Premièrement, les PGM sont autorisées aux Etats-Unis selon le principe de l'équivalence en substance. Ce principe veut que si une plante GM et une plante conventionnelle sont équivalentes d'un
point de vue de la composition chimique (taux de protide, lipide et glucide), alors elle n'a pas besoin d'évaluation sanitaire. En Europe, ce principe existe, mais il n'est pas utilisé
seul.
Deuxièmement, les dossiers de demandes d'autorisation d'une PGM ne sont pas contre expertisés par les Commissions scientifiques des Etats membres ou de l'UE. Et ces dossiers présentent souvent
quelques lacunes : les études toxicologiques ou d'alimentarité sont réalisées sur quelques semaines et sur une seule génération de rats, ne permettant pas d'envisager des risques à moyen et long
termes ; pour l'allergénicité, les scientifiques évaluent à partir de données existantes, ce qui n'est pas suffisant du fait que l'introduction d'un transgène peut produire des protéines
différentes (notamment dans leur dimension spatiale : cf. Inf'OGM n°69) ou non habituellement consommées par les
êtres humains. Enfin, Gérard Pascal, membre de la Commission du Génie Biomoléculaire, en charge des évaluations scientifiques des PGM en France, estime que le modèle du rat n'est pas adéquat pour
juger de l'innocuité ou non des PGM. Or, c'est le rat et uniquement le rat qui subit les tests.
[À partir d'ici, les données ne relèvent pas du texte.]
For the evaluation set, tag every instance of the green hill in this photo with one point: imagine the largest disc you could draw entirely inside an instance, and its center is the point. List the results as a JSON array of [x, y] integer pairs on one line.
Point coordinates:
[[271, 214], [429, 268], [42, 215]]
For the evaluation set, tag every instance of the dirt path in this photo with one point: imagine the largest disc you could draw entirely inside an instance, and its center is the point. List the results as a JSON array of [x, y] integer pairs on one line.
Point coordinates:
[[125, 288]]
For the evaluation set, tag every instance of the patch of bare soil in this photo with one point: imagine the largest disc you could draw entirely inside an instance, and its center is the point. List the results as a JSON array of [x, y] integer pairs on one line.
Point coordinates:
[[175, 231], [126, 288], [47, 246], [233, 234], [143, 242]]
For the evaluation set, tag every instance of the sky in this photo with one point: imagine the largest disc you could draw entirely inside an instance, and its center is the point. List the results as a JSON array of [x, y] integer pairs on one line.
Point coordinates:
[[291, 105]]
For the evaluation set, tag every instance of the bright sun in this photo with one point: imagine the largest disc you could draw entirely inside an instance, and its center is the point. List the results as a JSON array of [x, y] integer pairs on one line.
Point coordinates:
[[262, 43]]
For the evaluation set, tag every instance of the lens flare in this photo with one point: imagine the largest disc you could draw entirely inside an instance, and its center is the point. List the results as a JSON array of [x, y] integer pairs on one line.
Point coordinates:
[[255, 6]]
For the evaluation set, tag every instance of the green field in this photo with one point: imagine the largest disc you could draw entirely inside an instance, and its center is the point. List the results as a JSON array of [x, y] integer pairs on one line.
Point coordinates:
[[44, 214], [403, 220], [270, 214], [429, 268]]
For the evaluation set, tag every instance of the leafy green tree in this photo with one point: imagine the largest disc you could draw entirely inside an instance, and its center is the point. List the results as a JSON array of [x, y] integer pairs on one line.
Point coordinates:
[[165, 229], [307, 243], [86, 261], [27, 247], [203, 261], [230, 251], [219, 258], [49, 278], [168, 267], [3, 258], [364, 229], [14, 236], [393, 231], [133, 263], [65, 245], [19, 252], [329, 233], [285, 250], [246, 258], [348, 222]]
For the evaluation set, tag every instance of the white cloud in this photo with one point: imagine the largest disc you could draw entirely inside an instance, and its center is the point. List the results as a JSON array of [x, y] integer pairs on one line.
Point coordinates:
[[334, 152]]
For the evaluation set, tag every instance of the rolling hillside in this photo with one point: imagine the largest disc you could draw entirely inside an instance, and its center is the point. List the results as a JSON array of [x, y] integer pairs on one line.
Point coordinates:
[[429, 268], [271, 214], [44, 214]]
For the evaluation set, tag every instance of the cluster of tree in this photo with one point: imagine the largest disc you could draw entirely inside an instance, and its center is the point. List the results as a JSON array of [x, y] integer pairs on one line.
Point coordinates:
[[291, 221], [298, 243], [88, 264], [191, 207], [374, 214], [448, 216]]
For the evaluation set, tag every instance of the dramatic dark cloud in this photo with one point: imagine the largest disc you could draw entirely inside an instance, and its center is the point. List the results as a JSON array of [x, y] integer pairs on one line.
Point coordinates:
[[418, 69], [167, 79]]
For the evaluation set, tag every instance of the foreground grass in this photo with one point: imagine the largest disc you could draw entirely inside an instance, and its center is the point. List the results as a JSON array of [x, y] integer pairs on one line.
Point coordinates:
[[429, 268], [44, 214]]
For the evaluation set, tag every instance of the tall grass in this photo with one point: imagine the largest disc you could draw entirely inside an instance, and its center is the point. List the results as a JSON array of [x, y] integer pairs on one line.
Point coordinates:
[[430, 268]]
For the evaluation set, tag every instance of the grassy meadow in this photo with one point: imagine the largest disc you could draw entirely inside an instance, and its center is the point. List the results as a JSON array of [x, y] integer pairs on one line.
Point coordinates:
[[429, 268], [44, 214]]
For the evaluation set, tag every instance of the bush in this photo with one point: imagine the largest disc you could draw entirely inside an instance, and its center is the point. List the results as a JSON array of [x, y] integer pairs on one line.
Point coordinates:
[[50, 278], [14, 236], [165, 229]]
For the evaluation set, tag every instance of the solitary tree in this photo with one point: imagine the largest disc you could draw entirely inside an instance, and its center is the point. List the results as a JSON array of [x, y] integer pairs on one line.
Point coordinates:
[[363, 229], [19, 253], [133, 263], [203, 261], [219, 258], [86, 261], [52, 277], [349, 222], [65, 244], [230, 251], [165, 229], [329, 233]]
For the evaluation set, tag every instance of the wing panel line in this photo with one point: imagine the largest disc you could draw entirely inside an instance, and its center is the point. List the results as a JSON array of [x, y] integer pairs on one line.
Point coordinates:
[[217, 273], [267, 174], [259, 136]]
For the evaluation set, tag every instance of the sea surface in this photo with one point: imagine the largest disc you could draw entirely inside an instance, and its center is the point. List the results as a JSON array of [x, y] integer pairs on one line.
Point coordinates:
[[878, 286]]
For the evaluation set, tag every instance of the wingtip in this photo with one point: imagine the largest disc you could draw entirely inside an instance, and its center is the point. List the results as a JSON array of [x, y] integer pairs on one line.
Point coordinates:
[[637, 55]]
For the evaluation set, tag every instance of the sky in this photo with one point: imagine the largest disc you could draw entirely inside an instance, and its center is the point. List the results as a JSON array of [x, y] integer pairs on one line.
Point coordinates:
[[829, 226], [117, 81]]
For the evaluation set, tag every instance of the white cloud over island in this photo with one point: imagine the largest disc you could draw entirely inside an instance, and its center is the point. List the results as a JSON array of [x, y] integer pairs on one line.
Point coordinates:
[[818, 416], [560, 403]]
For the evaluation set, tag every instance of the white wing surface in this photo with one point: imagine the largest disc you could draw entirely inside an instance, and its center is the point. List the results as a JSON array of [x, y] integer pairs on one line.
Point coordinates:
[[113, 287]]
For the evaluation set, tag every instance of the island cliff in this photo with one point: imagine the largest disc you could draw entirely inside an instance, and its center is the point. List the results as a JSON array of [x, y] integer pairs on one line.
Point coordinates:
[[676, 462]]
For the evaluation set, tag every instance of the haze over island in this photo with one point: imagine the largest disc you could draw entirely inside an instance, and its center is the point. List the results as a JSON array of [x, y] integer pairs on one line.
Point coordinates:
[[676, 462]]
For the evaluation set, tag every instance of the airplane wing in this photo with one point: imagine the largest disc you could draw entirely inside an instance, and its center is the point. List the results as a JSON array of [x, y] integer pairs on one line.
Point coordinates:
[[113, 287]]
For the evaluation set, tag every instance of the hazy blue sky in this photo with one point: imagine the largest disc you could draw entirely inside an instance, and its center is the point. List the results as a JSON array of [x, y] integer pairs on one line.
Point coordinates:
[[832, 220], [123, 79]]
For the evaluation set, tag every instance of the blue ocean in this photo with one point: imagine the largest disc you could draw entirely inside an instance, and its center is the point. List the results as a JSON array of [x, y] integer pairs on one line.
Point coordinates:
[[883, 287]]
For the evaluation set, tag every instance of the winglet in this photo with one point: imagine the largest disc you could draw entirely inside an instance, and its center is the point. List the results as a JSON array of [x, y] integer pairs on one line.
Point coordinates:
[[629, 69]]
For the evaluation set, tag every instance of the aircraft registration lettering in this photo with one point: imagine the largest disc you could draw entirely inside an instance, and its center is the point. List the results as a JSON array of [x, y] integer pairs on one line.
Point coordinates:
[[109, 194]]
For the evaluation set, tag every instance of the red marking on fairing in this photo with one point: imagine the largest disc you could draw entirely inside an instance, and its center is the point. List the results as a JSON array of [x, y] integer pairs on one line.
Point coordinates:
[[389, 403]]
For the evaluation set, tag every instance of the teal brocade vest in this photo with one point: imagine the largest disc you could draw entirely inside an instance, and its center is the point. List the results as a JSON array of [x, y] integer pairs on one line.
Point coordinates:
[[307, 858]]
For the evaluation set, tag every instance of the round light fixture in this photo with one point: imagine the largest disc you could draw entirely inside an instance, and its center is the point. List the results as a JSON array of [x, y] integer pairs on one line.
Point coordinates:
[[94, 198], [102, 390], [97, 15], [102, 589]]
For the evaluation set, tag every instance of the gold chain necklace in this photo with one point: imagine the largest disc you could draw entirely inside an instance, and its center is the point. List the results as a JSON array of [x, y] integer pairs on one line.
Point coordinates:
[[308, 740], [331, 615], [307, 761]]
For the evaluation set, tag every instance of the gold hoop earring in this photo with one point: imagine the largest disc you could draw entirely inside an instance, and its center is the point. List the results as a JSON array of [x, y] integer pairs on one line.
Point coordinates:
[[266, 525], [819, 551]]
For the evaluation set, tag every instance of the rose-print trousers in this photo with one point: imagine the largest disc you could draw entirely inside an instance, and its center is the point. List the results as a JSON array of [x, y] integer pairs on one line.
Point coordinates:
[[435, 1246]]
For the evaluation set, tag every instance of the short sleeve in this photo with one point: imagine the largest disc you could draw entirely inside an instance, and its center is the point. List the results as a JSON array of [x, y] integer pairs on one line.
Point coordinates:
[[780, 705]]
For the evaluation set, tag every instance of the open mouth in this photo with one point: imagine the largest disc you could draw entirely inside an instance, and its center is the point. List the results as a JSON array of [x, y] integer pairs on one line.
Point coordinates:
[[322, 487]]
Par ailleurs, une enquête menée auprès de différents scientifiques par Marcus Williamson, journaliste de “Genetically Modified Food, UK and World News” affirme qu’aucune étude indépendante n’a
encore été menée sur l’impact sanitaire du soja et du maïs OGM vendus aux Etats-Unis et en Europe.
La plus célèbre reste l'étude du Prof. Arpad Pusztaï. Ce dernier, chercheur au Rowett Institute (Grande-Bretagne), répond à un appel d'offre du gouvernement britannique pour une étude visant à
démontrer l'innocuité des plantes GM. Il obtient alors 4 millions de livres (2,45 millions d'euro) afin d'évaluer l'impact d'un régime constitué de pommes de terre transgéniques sur la croissance
de jeunes rats. Les résultats mirent en évidence un effet “facteur de croissance” caractérisé par une production accrue des cellules génératives de la paroi stomacale des rats consommant le
régime OGM. La prolifération de mucosités gastriques n'apparaît que dans le lot nourri de pomme de terre transgéniques. Pusztaï alerte alors l'opinion publique et, en parallèle, une campagne de
diffamation contre lui se met en place et son contrat n'est pas renouvelé. A noter qu'en 1998 l'Institut Rowett était financé à hauteur de 225 000 euro par Monsanto et était aussi en négociation
pour un gros contrat avec cette multinationale. Et surtout, l'étude n'a jamais été refaite.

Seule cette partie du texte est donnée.